Health care is the improvement of patients’ health by diagnosis, treatment and amelioration of disease, injury or other physical or mental impairments. It involves activities of a wide range of health professions and other related industries including medicine, dentistry, pharmacy, midwifery, nursing, occupational therapy, speech pathology, physical therapy, psychology, audiology, optometry, and veterinary science. It also includes health-related research and education, and public health.

The health-related industries provide a variety of services to individuals, families and communities. They include hospitals, medical and dental practice activities, allied health professions, residential health facilities and laboratory services, health insurance and patient advocates.

Some countries spend more than others on their health systems. While many factors contribute to different levels of performance, the United States stands out as a stark exception in how much it spends as a percentage of its gross domestic product (GDP) and the rate at which health care spending has risen over the years.

While many factors contribute to this anomaly, one key is the way Americans buy and use health care. In many cases, consumers lack the information needed to make informed choices about health care. Others face nonfinancial barriers that prevent them from receiving needed care, such as a lack of nearby providers, illiteracy or linguistic or cultural differences. For these reasons, health insurance is an important aspect of the American healthcare system.

It helps connect people to a source of regular healthcare, allowing them to avoid the financial repercussions of illness and accidents that can cost thousands or even millions of dollars. It also provides peace of mind that comes with knowing that one unexpected illness or accident won’t bankrupt you. Unfortunately, many Americans are still unable to afford quality health insurance coverage. In fact, a recent survey found that more than 48 million people are uninsured and have trouble paying their premiums.
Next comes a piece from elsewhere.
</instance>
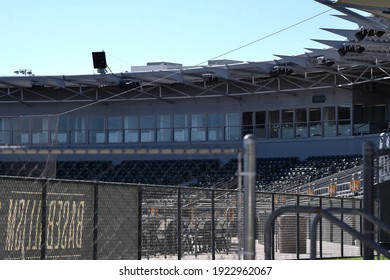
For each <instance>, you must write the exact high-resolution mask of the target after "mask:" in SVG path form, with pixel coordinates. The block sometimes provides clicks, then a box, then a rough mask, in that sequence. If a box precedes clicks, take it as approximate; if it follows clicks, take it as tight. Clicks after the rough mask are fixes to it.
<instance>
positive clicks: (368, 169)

Most Americans get health insurance through their employers, with some also purchasing individual or family plans on the marketplace. When selecting a plan, it is important to compare the benefits, deductibles, copayments and out-of-pocket costs as well as premiums. It is also crucial to check whether your preferred physicians and health care facilities are part of the plan’s network.

Another factor that limits access to health insurance is the administrative processes that accompany it, which can make it difficult for patients to choose a plan that meets their needs and budget. Some of these administrative processes are driven by the need to ensure adherence to government regulations and others by concerns about malpractice and the possibility of unintentional harm caused by medical errors, known as iatrogenesis. Patients are further divorced from their choices and options when they are required to use third-party administrators who make decisions on their behalf. This further reduces consumer choice, efficiency and affordability. In addition, the broader economic conditions in which health care is delivered have an impact on its outcomes. For example, high unemployment rates have been linked to suicides of despair and to labor market policies that depress worker productivity and wages.